Imagina a alguien soñando con una sinfonía de imágenes mientras el mundo aún intentaba acostumbrarse a las primeras películas en blanco y negro. Esa persona es Ricciotto Canudo, un intelectual italiano nacido en 1877, que tuvo la audacia de proclamar el cine como el séptimo arte en un momento en que muchos aún dudaban si las películas podrían siquiera considerarse arte. Nos encontramos en la década de 1910, en París, el epicentro cultural de la época donde Canudo fusionó su pasión por la literatura, la música y, especialmente, el cine.

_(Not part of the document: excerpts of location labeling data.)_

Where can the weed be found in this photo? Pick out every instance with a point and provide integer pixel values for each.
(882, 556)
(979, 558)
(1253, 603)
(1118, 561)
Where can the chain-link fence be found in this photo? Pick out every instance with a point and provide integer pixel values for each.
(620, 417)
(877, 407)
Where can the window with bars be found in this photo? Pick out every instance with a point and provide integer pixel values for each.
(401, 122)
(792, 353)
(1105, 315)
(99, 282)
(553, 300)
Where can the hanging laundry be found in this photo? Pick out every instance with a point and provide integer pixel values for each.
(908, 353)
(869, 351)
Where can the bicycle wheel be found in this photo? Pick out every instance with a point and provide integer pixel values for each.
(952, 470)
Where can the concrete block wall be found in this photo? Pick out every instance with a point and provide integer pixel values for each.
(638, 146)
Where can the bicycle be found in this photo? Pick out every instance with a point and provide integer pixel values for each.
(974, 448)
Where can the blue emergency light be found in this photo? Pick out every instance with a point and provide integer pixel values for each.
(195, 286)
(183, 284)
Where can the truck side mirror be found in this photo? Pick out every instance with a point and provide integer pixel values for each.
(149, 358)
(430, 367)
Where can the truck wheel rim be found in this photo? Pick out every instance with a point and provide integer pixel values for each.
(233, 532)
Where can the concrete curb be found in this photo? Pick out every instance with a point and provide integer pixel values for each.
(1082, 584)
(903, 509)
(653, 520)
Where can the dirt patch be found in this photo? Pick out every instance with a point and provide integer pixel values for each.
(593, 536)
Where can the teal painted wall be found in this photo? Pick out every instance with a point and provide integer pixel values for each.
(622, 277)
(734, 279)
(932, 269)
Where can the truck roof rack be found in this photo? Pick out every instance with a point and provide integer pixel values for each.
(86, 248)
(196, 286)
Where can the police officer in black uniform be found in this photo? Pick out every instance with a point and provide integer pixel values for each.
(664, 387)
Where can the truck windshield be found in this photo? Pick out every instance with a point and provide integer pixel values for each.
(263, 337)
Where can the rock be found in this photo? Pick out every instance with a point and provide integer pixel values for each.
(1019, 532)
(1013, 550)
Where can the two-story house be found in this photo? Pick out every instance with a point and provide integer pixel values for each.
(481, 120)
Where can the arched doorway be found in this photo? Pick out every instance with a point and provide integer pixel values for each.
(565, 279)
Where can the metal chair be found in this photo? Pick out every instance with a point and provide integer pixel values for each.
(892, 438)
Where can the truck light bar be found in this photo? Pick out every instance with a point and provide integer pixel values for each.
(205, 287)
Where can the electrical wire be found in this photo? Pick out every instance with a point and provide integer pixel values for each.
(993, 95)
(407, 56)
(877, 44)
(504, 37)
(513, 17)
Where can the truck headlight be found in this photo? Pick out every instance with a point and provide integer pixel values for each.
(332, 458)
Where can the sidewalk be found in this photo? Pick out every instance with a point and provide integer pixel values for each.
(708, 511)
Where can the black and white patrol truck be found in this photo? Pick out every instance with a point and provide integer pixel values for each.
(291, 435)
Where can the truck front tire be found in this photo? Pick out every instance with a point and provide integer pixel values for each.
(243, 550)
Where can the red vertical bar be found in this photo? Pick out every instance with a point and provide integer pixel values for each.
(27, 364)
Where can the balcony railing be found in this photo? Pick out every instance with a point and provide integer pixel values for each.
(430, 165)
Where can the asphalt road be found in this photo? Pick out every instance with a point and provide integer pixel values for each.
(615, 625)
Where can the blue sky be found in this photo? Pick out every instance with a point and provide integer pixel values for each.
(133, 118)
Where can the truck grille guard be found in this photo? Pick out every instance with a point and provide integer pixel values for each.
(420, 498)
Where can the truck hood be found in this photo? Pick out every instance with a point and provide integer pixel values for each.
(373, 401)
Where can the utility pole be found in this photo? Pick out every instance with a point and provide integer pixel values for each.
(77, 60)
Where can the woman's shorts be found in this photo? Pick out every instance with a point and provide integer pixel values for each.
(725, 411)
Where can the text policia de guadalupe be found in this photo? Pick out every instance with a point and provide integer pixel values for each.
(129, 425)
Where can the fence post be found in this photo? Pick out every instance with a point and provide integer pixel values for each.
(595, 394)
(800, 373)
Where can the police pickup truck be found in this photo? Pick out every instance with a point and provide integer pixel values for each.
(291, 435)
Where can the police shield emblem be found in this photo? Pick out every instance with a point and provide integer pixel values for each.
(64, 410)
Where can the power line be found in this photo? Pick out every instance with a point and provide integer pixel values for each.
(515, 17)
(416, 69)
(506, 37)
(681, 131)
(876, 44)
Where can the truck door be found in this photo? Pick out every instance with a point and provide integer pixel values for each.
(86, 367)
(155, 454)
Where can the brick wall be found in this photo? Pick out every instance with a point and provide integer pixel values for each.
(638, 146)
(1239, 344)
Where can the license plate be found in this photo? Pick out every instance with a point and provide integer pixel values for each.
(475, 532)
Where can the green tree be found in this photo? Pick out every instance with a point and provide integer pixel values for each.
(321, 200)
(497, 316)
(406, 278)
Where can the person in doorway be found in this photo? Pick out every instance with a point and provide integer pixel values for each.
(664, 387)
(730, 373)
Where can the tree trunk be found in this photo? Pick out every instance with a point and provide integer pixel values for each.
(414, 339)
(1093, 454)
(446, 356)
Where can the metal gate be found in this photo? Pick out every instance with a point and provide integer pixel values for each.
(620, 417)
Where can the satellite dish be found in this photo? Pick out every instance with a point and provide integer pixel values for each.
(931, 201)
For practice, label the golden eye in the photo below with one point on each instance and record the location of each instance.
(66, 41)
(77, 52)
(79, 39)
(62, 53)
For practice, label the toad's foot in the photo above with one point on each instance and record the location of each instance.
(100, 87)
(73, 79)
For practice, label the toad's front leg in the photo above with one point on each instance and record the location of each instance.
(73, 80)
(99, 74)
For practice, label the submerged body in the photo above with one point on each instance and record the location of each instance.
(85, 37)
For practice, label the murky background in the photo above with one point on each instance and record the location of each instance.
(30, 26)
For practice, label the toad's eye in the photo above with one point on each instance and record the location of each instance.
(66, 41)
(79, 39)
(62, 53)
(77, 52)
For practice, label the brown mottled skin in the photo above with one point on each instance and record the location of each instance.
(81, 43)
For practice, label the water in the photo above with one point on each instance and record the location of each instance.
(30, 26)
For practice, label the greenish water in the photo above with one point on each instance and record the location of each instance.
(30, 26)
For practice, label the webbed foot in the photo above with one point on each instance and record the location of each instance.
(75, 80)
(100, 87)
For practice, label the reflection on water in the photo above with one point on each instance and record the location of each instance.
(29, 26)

El término "séptimo arte" fue acuñado por Canudo en su manifiesto "Manifiesto de las Siete Artes", donde destacó la capacidad del cine para combinar espacio y tiempo de manera inédita. Antes de que Netflix produjera series que devoramos en un fin de semana, Canudo ya había entendido que el cine podía capturar la esencia dinámica de la vida de una manera que ninguna otra forma de arte había logrado.
El manifesto, publicado en 1911 y revisado en 1923 tras la Primera Guerra Mundial, no sólo declara al cine como un arte legítimo, sino que lo eleva como una síntesis de lo que entonces considerábamos las "artes superiores", como la pintura y la música, y las "artes menores", como la literatura. Canudo fue más allá y postuló que la fusión de lo visual con lo rítmico y el simbolismo en el cine lo hacían una cantera inagotable de emociones crudas y experiencias humanas.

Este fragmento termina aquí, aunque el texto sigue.